Tratta da una sceneggiatura della scrittrice
Paola Pisani Paganelli e diretta dal regista Roberto Merlino, il film
Pisa, donne e Leopardi ricostruisce l'ambiente, la cultura, le amicizie pisane di
Giacomo Leopardi, mettendo a fuoco, l'humus psicologico, sentimentale, storico-politico da cui scaturisce la scintilla che inaugura la grande stagione del Poeta. Tra i personaggi spiccano personalità del primo Ottocento pisano, ma soprattutto, dei giorni nostri, che intrecciano il loro vissuto con quello dei personaggi storici. Il film si propone di diffondere una pagina poco nota della storia culturale pisana, rimarcandone i fermenti fimministi e valorizzando la bellezza paesaggistica e artistica di Pisa.
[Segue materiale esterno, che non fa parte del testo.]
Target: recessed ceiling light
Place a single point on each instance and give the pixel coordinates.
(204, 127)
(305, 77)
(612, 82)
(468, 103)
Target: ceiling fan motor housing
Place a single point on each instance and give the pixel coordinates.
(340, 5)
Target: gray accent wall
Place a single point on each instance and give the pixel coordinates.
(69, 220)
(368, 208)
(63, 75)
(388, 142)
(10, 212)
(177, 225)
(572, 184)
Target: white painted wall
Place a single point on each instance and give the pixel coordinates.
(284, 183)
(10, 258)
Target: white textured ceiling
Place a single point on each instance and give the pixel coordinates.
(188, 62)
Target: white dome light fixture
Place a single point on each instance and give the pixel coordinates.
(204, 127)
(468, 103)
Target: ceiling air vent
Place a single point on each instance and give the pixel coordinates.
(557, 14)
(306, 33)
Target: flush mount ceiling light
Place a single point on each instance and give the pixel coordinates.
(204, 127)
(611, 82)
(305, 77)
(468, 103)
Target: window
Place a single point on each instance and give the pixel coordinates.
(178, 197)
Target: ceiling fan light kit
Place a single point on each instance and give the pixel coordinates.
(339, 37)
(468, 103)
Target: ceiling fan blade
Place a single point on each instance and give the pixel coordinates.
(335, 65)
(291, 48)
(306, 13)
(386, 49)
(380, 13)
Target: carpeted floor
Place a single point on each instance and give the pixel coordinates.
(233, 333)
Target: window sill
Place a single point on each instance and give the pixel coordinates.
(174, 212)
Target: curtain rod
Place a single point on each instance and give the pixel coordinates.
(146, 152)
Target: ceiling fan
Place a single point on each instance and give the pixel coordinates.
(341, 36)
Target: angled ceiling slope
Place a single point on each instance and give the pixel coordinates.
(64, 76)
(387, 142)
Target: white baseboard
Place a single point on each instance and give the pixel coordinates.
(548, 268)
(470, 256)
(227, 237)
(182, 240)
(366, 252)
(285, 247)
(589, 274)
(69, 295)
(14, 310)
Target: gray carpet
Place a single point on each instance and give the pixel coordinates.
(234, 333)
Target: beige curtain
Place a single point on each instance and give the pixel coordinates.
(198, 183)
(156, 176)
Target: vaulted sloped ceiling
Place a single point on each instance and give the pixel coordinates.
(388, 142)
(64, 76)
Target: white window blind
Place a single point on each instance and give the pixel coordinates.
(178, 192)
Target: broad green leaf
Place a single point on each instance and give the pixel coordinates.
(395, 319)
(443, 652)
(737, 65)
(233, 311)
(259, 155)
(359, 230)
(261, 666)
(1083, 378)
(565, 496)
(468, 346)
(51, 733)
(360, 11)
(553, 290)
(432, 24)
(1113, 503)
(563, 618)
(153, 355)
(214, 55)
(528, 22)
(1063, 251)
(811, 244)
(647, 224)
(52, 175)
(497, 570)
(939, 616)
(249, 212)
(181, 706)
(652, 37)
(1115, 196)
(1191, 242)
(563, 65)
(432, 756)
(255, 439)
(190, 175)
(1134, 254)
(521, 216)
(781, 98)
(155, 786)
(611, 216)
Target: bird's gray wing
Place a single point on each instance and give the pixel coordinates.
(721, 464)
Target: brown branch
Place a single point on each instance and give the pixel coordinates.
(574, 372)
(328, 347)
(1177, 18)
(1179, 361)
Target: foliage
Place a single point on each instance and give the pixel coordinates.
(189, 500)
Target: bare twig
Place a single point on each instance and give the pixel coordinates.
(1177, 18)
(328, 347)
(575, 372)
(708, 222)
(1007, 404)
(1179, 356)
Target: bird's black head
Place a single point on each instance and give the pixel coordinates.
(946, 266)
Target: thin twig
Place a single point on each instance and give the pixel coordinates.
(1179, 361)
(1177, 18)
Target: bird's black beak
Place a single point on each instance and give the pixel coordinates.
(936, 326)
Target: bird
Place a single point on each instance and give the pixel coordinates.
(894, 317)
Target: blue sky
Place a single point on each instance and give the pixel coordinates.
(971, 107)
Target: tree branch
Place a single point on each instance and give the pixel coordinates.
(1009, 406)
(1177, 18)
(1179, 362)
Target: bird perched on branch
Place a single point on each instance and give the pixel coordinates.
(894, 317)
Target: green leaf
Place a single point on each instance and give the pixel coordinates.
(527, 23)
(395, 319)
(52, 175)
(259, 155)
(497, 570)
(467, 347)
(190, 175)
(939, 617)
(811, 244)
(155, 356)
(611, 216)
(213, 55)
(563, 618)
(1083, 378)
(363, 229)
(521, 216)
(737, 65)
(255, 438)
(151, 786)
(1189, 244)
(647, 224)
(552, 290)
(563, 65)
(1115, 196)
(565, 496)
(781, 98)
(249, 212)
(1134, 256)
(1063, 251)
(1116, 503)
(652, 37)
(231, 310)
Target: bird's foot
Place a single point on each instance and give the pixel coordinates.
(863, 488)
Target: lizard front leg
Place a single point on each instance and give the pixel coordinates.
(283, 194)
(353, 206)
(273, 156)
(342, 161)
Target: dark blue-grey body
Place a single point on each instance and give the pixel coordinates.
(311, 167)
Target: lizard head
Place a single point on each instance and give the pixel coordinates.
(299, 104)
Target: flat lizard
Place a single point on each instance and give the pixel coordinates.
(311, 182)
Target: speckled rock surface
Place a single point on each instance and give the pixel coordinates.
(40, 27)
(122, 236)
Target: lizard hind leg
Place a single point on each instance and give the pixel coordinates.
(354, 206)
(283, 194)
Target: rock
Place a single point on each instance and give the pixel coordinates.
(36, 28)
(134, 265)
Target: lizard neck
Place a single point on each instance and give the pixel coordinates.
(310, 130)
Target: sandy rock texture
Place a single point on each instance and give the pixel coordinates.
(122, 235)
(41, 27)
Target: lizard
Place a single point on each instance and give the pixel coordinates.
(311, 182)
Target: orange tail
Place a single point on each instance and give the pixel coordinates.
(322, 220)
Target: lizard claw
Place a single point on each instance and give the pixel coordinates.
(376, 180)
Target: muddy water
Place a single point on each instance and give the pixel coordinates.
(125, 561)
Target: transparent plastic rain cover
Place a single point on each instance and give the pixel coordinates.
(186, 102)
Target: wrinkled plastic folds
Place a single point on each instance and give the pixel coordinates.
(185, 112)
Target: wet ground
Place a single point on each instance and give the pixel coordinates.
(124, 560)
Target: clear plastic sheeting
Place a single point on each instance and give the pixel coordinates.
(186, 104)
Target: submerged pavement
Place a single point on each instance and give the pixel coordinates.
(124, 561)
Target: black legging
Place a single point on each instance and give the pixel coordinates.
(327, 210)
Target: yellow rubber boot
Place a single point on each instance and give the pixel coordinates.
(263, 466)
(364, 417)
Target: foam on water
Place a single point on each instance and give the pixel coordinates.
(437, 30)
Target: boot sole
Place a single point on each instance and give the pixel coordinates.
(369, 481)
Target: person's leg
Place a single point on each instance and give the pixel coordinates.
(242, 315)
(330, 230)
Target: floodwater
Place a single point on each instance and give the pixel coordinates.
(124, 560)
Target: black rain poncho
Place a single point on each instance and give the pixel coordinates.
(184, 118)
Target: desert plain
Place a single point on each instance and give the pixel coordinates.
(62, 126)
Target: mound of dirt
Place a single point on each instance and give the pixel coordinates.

L’interazione fra presente e passato, oltre a presentarci storiche ambientazioni pisane (dal Museo dell’Opera del Duomo a Palazzo Lanfranchi, dai Lungarni al Royal Victoria Hotel, ecc.), propone una suggestiva ipotesi sulla genesi di
“A Silvia”. Questo Leopardi visto dalla parte delle donne - è il leitmotiv della sceneggiatura - vuole essere un omaggio originale al grande poeta, interpretando il suo spirito di uomo sensibile a quel mondo.